Database Restricted Access

MIMIC-IV-Ext-Apixaban-Trial-Criteria-Questions

Elizabeth Woo Michael Craig Burkhart Emily Alsentzer Brett Beaulieu-Jones

Published: April 30, 2025. Version: 1.0.0


When using this resource, please cite: (show more options)
Woo, E., Burkhart, M. C., Alsentzer, E., & Beaulieu-Jones, B. (2025). MIMIC-IV-Ext-Apixaban-Trial-Criteria-Questions (version 1.0.0). PhysioNet. https://doi.org/10.13026/4p6q-vb04.

Additionally, please cite the original publication:

Woo EG, Burkhart MC, Alsentzer E, & Beaulieu-Jones BK (2024). "Synthetic Data Distillation Enables the Extraction of Clinical Information at Scale". medRxiv 2024.09.27.24314517; doi: https://doi.org/10.1101/2024.09.27.24314517

Please include the standard citation for PhysioNet: (show more options)
Goldberger, A., Amaral, L., Glass, L., Hausdorff, J., Ivanov, P. C., Mark, R., ... & Stanley, H. E. (2000). PhysioBank, PhysioToolkit, and PhysioNet: Components of a new research resource for complex physiologic signals. Circulation [Online]. 101 (23), pp. e215–e220.

Abstract

Large-language models (LLMs) show promise for extracting information from clinical notes. Deploying these models at scale can be challenging due to high computational costs, regulatory constraints, and privacy concerns. To address these challenges, synthetic data distillation can be used to fine-tune smaller, open-source LLMs that achieve performance similar to the teacher model. These smaller models can be run on less expensive local hardware or at a vastly reduced cost in cloud deployments. In our recent study, we used Llama-3.1-70B-Instruct to generate synthetic training examples in the form of question-answer pairs along with supporting information. We then used these questions to fine-tune smaller versions of Llama to improve their ability to extract clinical information from notes.

To evaluate the resulting models, we created 23 questions resembling eligibility criteria from the apixaban clinical trial and evaluated them on a random sample of 100 patient notes from MIMIC-IV. Notes from MIMIC-IV were taken from after 2012 to ensure no overlap with any of the notes from MIMIC-III which were used to generate the data used to finetune the models. We release the 2300 total question-answer pairs as a dataset here.


Background

In our recent article [1], we created 23 boolean and numeric questions resembling eligibility criteria from the 2011 ARISTOTLE trial [2] comparing apixaban to warfarin. Using these questions, we manually annotated notes for 100 patients from MIMIC-IV, taken after 2012.

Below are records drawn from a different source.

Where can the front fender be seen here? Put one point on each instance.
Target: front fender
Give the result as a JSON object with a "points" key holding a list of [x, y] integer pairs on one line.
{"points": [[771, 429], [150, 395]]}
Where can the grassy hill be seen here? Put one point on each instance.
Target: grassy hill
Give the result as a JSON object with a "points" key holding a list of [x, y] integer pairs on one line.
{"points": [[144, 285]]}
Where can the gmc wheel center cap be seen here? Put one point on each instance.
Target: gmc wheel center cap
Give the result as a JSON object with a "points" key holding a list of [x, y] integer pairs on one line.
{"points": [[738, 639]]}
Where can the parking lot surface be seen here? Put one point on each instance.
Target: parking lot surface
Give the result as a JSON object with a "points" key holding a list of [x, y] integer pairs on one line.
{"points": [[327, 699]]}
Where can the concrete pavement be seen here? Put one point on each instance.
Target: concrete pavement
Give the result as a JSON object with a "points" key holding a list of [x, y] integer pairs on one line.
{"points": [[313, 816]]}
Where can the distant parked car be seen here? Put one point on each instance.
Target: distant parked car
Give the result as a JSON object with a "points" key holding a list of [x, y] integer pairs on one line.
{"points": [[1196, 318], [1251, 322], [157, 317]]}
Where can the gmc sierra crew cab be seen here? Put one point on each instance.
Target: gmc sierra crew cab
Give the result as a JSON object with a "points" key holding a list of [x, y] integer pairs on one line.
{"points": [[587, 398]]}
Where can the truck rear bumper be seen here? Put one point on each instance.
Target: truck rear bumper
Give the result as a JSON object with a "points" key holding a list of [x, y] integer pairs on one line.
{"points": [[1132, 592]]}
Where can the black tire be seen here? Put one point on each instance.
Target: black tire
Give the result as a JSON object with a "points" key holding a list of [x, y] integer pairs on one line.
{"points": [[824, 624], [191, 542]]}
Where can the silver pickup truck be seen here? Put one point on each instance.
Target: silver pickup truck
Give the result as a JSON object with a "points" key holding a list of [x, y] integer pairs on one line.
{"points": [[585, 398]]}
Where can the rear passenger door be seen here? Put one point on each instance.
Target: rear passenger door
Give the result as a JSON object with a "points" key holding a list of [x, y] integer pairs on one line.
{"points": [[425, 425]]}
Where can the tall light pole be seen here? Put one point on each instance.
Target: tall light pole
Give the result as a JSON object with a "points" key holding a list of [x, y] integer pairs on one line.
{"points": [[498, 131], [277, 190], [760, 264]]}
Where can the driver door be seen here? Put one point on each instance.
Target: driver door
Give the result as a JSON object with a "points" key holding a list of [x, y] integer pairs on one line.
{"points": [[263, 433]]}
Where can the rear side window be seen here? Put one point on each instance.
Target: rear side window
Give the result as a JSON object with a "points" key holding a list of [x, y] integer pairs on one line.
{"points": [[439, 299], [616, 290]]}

Our primary motivation for sharing this dataset on Physionet is to provide other credentialled users access to manually-created question-answer pairs for clinical notes. We used these question-answer pairs in our manuscript to evaluate the effectiveness of finetuning LLMs for answering questions on clinical notes. In addition to reproducing our results, members of the research community could use these examples as ground truth data for finetuning their own models in the future, or as a benchmark dataset for validating LLM performance in the clinical domain.


Methods

After restricting to notes taken after 2012, the 100 patients were selected randomly from MIMIC-IV. A human reviewer validated each of the 2300 question-answer pairs and corrected them if necessary.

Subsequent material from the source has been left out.